Youmans (pronounced like 'yeoman' with an 's' added) is the best-kept secret
among contemporary American writers. --John Wilson, editor, Books and Culture Marly Youmans is a novelist and poet out of sync with the times
but in tune with the ages. --First Things

Monday, December 12, 2005

The year of the blue tree, part 1

A saga of astonishing foolhardiness, to be continued tomorrow...

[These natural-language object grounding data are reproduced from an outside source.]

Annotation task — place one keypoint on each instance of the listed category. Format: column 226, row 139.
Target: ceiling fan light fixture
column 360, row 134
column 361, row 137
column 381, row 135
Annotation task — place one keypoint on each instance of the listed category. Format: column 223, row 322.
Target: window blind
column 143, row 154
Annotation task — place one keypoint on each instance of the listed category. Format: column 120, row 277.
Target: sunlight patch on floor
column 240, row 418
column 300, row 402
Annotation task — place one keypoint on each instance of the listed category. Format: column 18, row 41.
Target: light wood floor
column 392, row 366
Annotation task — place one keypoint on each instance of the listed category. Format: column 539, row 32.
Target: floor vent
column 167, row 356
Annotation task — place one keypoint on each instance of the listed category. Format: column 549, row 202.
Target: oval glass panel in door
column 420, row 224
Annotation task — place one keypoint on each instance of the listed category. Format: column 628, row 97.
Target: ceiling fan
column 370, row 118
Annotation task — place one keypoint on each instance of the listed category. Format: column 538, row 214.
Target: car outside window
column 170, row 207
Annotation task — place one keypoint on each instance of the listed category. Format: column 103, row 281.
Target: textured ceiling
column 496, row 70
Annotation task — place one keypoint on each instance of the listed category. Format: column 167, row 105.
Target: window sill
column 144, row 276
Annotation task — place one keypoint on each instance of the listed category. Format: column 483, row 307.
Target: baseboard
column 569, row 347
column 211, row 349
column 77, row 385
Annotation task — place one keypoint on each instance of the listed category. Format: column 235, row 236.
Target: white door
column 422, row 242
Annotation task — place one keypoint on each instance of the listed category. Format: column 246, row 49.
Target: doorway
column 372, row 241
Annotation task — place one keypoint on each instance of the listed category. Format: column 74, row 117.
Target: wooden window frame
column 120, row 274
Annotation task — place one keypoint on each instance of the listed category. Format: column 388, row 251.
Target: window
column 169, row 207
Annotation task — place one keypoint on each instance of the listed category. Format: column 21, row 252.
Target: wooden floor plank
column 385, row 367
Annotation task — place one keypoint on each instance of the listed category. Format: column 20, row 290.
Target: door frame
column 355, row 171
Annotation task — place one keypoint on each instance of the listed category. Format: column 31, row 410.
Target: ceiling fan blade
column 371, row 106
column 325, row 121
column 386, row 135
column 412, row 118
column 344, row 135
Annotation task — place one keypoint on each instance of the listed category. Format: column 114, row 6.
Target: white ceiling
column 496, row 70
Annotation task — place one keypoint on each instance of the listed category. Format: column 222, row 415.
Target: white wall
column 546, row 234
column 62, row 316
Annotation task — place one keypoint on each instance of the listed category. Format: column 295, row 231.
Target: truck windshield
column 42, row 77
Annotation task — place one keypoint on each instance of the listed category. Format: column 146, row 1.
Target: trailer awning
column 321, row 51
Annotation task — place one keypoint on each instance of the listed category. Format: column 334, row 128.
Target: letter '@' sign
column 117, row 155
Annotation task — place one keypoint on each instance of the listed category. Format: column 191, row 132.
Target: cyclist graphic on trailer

Mid-afternoon: we decide that we must get a tree because on our only other possible free day, we have a morning baptism five hours away in Malone (nephew Cambrie, heir to the local French Canadian cheese houses of Camembert and Brie) and an evening pageant in Templeton. So we head off to a tree farm owned by a nurse at Bassett, a pleasantly haphazard place where we found a perfect nine-foot tree for a mere ten dollars last year. R complains that it is not as much fun when there is no snow and no dog to romp in it, and why can't we take the dog and the (alas, say I) visiting puppy? We get lost. We ask for directions. We find another tree farm on a dirt road, where the trees are twice as much. That's still a bargain. First, we tromp up a mountainside where the trees are comically shaped, like mountain cows with their legs shorter on one side than the other. We decide to hike along the valley, where the Douglas firs appear to be pleasantly punctuated with blue spruce. It would be fun to have one of those for a change, some sadly mistaken person decides. It might even have been me. We walk, even N, who is already tired but toddles along in his red boots and his foot-tall blue hat. R does not walk because she seems 15 and hormonal today, even though she is only 10. She stays in the car with the doors locked against passing bad guys. Nobody at all passes. It is a little dirt road.